[jeremyfischer76]

As a student physician, I want to determine the equivalent dosage of Strontium citrate needed to obtain the same dose of elemental strontium as is obtained in the studied form of strontium, which is strontium ranelate. What I did so far was look up the molecular mass of strontium ranelate, 513.491g/mol, and calculate the percentage of that as Strontium (34.127%), which gives 0.68g elemental strontium with 2g/day of strontium ranelate, the studied dosing strategy.

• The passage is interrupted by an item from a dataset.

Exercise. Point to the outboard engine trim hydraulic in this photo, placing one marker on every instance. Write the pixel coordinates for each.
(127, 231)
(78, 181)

Then I planned to determine a. the molecular mass of strontium citrate, b. the percentage of that as elemental strontium, and c. the amount of strontium citrate required to yield 0.68g elemental strontium. However, I was confused by the information I found about the molecular mass on Strontium citrate. One site ( http://www.chemblink.com/products/813-97-8.htm ) lists the chemical formula as C6H6O7Sr, gives a molecular weight of 277.73, and yet also calls it tristrontium dicitrate. When I add up the atomic weights of the individual atoms in the C6H6O7Sr, compared with that of tristrontium dicitrate, they are obviously very different. Furthermore, although Wikipedia doesn't have strontium citrate as a listing, they do have Calcium citrate, and list the formula as Ca3(C6H5O7)2, so there is one less hydrogen per citrate. It's been awhile since chemistry classes, and my memory fails me here, but I'm wondering if aqueous form verse dry form has something to do with the variance in numbers of hydrogens listed. I'm also guessing that the C6H6O7Sr versioin of the formula for Strontium citrate couldn't possibly give proper ratios, since there would need to be 3 strontiums per citrate ion to balance the polarities.

Anyone skilled in this area who could help me solve the problem?

Thanks,

Jeremy

[Borek]

Simplest approach calls for (C₆H₅O₇)₂Sr₃.

Although I have no idea if it contains (or not) crystalline water, which will change the molar mass slightly.